O investimento, o endividamento e a política fiscal mexem todos eles com a gestão e repartição dos recursos colectivos. Recordemos, por exemplo, que investir consiste em pegar numa parte do valor criado pelo trabalho e aplicá-lo nalguma coisa – que tanto pode ser um jogo de casino, desbaratando assim riqueza colectiva, como um investimento produtivo. Ora os recursos colectivos formam a base material única e exclusiva de sustentação das políticas sociais – da segurança social, dos sistemas públicos de ensino, de saúde, de habitação.
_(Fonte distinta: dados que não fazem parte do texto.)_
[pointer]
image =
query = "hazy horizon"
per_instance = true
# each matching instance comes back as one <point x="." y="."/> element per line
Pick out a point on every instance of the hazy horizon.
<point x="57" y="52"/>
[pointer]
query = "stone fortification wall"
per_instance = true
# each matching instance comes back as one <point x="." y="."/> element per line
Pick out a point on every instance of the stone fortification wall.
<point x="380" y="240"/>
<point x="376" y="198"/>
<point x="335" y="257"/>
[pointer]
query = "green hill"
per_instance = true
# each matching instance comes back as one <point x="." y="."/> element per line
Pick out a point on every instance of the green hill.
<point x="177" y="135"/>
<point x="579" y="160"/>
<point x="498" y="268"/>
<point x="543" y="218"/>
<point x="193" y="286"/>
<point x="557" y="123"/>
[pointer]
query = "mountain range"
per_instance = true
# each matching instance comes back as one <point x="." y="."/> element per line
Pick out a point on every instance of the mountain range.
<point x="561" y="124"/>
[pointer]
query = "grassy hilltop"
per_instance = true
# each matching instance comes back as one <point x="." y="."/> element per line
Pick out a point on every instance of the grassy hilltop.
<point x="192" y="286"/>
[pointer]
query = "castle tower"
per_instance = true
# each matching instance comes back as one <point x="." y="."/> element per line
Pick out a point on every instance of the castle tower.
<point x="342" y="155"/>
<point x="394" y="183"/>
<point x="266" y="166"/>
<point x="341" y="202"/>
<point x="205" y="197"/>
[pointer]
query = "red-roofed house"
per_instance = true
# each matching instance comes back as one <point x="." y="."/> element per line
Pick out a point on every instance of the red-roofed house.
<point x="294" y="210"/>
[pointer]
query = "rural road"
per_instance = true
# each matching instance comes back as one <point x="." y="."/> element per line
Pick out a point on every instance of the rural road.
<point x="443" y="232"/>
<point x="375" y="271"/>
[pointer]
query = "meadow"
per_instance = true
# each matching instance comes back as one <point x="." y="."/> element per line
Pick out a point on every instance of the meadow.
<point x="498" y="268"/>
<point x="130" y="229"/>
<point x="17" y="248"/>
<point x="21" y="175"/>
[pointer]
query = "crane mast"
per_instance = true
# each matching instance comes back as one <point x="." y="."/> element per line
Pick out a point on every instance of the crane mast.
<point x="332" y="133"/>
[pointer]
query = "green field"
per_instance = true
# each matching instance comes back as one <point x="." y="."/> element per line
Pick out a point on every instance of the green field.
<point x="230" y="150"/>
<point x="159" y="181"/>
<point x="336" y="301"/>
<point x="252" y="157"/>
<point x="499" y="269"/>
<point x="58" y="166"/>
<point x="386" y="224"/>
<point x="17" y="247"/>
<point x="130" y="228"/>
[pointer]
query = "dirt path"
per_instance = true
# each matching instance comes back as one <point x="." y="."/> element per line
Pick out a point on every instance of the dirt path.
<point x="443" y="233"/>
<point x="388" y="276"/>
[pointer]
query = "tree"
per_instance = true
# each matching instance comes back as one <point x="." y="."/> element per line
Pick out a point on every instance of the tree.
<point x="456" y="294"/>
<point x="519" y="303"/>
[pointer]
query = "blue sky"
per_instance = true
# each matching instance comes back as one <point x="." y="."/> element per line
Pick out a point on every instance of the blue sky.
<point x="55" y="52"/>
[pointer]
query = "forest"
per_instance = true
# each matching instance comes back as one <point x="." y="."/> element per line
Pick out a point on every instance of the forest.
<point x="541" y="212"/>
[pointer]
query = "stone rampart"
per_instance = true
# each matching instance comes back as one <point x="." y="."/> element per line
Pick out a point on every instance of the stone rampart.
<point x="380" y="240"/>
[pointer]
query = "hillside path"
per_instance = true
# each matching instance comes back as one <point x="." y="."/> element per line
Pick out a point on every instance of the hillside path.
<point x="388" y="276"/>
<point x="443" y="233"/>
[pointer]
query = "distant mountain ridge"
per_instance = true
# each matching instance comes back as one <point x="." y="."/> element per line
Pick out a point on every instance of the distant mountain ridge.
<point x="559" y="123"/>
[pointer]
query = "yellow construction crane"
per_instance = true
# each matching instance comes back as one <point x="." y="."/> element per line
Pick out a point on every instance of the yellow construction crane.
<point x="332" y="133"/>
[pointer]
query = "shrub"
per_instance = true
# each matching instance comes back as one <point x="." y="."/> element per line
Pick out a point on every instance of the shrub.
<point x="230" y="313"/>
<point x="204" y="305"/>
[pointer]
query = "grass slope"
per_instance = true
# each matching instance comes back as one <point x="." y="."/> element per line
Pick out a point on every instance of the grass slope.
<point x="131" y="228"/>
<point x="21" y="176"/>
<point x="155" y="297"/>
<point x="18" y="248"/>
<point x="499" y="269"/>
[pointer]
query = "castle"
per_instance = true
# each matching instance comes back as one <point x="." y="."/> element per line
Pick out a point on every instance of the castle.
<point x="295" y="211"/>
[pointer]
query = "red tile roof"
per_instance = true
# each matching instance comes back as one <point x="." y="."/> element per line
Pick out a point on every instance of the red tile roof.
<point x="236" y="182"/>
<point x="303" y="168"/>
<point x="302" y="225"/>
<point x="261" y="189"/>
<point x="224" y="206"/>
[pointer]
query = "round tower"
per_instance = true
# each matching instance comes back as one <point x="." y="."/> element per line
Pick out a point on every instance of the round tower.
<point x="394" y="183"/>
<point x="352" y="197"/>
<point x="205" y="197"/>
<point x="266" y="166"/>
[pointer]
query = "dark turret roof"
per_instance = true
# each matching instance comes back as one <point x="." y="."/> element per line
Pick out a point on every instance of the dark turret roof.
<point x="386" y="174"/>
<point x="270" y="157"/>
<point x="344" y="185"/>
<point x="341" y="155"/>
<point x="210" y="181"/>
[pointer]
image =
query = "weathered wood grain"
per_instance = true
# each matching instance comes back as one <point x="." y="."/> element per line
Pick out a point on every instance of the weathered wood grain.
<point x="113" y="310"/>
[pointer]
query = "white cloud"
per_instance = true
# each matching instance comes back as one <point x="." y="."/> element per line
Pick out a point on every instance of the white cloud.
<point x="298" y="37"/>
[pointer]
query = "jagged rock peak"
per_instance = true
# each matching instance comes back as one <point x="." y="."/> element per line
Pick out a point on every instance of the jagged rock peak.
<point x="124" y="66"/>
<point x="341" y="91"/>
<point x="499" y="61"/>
Se um dia o mito «não há dinheiro para pagar a Segurança Social e as pensões» se tornar realidade, isso apenas pode dever-se a duas coisas: ou ao desinvestimento massivo na produção, ou ao desvio do valor produzido colectivamente (desvio de capitais, fuga ao fisco, prendas fiscais, etc.), ou a ambos.

Nenhum «governo de esquerda» é politicamente sustentável se não atacar corajosa e frontalmente os factores referidos acima. Esta ideia de insustentabilidade política não é um floreado ideológico – é um facto que resulta das condições materiais a que esse governo se encontra sujeito. Um governo de esquerda que não se precavê para garantir as suas bases de sustentação (política e material), como aconteceu ao governo do Syriza, não pode depois vir queixar-se de que vieram uns homens maus e lhe puxaram o tapete debaixo dos pés. Na verdade, foi ele próprio que puxou o tapete.

* * *

Comecei por afirmar duas coisas que talvez seja melhor recordar: 1) a urgência em que nos coloca o descalabro social e a miséria que grassa no país justificam praticamente qualquer solução desesperada à esquerda; 2) não é claro para mim que um «governo de esquerda» com preocupações sociais consiga pôr em prática as suas opções programáticas, ou que consiga não actuar como uma espécie de executor contrariado das medidas neoliberais, se não reconhecer os factores determinantes que referi acima e não actuar em conformidade, de forma decidida e corajosa.


notas:

1 Resumidamente, o sistema de produção industrial just in time consiste em não produzir, não comprar, não transportar e não armazenar senão depois de ter sido recebida uma encomenda. Nos intervalos entre encomendas, a unidade de produção não existe – não tem gastos com pessoal, matérias-primas ou armazenamento. O sistema começou por ser utilizado pela Toyota no Japão e apenas entrou na Europa em meados da década de 1980, quando se instalaram os primeiros governos neoliberais. Esta coincidência não é de estranhar, visto que uma empresa que trabalha em regime just in time é forçosamente uma entidade que recusa a responsabilidade social.

2 Sobre este tema remeto para autores e comentadores como Eric Toussaint, que têm vindo a explicar com clareza o que deve ser feito e o que está em jogo na União Europeia.